在Hadoop hdfs裏，咱們能夠看到，他有3個part保存結果

scala> val rdd1 = sc.parallelize(List(1,2,3,4,5)) //不指定分區
rdd1: org.apache.spark.rdd.RDD[Int] = ParallelCollectionRDD[9] at parallelize at <console>:24

scala> rdd1.saveAsTextFile("hdfs://192.168.5.182:8020/testsave1")

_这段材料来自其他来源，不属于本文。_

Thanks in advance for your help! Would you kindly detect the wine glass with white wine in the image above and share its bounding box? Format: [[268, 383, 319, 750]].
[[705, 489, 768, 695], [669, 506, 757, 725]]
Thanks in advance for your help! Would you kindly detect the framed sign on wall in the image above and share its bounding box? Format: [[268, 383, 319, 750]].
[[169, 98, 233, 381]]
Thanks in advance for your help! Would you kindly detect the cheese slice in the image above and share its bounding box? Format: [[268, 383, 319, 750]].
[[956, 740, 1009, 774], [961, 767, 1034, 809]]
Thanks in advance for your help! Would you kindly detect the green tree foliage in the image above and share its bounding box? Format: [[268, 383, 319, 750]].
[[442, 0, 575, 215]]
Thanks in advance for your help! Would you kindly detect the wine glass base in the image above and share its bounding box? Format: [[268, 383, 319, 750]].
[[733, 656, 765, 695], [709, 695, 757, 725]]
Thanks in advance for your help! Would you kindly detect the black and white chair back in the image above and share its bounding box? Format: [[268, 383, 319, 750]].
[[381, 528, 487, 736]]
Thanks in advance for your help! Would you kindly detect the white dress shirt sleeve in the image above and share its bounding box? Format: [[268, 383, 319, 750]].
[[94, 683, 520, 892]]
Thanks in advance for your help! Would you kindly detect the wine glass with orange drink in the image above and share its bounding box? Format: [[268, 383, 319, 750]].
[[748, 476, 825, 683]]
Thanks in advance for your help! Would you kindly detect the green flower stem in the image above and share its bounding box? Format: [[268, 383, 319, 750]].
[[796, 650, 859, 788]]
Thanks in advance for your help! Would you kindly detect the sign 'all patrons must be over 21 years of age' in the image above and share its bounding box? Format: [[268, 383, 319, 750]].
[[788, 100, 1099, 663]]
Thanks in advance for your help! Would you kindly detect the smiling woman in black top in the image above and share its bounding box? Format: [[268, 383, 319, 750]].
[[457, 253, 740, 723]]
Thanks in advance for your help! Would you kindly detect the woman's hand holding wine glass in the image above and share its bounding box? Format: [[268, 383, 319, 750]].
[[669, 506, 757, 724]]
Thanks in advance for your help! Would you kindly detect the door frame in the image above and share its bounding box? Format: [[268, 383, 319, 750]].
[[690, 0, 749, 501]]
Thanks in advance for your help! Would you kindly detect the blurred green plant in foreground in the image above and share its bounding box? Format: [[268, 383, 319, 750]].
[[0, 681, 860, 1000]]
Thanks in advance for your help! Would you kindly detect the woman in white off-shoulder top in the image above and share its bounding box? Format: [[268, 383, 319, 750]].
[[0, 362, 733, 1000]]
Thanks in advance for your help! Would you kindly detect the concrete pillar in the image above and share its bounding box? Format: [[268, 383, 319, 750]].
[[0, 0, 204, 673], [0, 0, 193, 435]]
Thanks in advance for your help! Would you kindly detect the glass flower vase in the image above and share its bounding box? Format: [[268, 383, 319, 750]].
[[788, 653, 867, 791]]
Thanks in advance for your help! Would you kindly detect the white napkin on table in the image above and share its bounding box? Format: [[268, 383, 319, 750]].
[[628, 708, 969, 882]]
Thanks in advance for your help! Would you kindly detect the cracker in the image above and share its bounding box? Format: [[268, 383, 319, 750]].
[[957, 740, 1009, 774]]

[root@host2 bin]# ./hdfs dfs -ls /
Found 5 items
drwxr-xr-x - root supergroup 0 2018-11-12 15:15 /leftjointest
drwxr-xr-x - root supergroup 0 2018-11-12 14:54 /testjoin
drwxr-xr-x - root supergroup 0 2018-11-15 11:07 /testsave
drwxr-xr-x - root supergroup 0 2018-11-15 11:09 /testsave1
drwxr-xr-x - root supergroup 0 2018-09-14 13:44 /usr
[root@host2 bin]# ./hdfs dfs -ls /testsave1
Found 17 items
-rw-r--r-- 3 root supergroup 0 2018-11-15 11:09 /testsave1/_SUCCESS
-rw-r--r-- 3 root supergroup 0 2018-11-15 11:09 /testsave1/part-00000
-rw-r--r-- 3 root supergroup 0 2018-11-15 11:09 /testsave1/part-00001
-rw-r--r-- 3 root supergroup 0 2018-11-15 11:09 /testsave1/part-00002
-rw-r--r-- 3 root supergroup 2 2018-11-15 11:09 /testsave1/part-00003
-rw-r--r-- 3 root supergroup 0 2018-11-15 11:09 /testsave1/part-00004
-rw-r--r-- 3 root supergroup 0 2018-11-15 11:09 /testsave1/part-00005
-rw-r--r-- 3 root supergroup 2 2018-11-15 11:09 /testsave1/part-00006
-rw-r--r-- 3 root supergroup 0 2018-11-15 11:09 /testsave1/part-00007
-rw-r--r-- 3 root supergroup 0 2018-11-15 11:09 /testsave1/part-00008
-rw-r--r-- 3 root supergroup 2 2018-11-15 11:09 /testsave1/part-00009
-rw-r--r-- 3 root supergroup 0 2018-11-15 11:09 /testsave1/part-00010
-rw-r--r-- 3 root supergroup 0 2018-11-15 11:09 /testsave1/part-00011
-rw-r--r-- 3 root supergroup 2 2018-11-15 11:09 /testsave1/part-00012
-rw-r--r-- 3 root supergroup 0 2018-11-15 11:09 /testsave1/part-00013
-rw-r--r-- 3 root supergroup 0 2018-11-15 11:09 /testsave1/part-00014
-rw-r--r-- 3 root supergroup 2 2018-11-15 11:09 /testsave1/part-00015
[root@host2 bin]# ./hdfs dfs -cat /testsave1/part-00003
1
[root@host2 bin]# ./hdfs dfs -cat /testsave1/part-00006
2
[root@host2 bin]# ./hdfs dfs -cat /testsave1/part-00009
3
[root@host2 bin]# ./hdfs dfs -cat /testsave1/part-00012
4
[root@host2 bin]# ./hdfs dfs -cat /testsave1/part-00015
5

不指定分區，咱們能夠看到有16個分區，這跟咱們啓動Spark-Shell時使用的核數有關係

[root@host2 bin]# ./spark-shell --master spark://host2:7077,host1:7077 --executor-memory 1g --total-executor-cores 16

這裏我使用的16核，1G內存來啓動本次計算，值得注意的是這裏並非分區越大越好，分區較大，也只有16個線程同時工做，其餘線程等待，而切換線程會浪費時間。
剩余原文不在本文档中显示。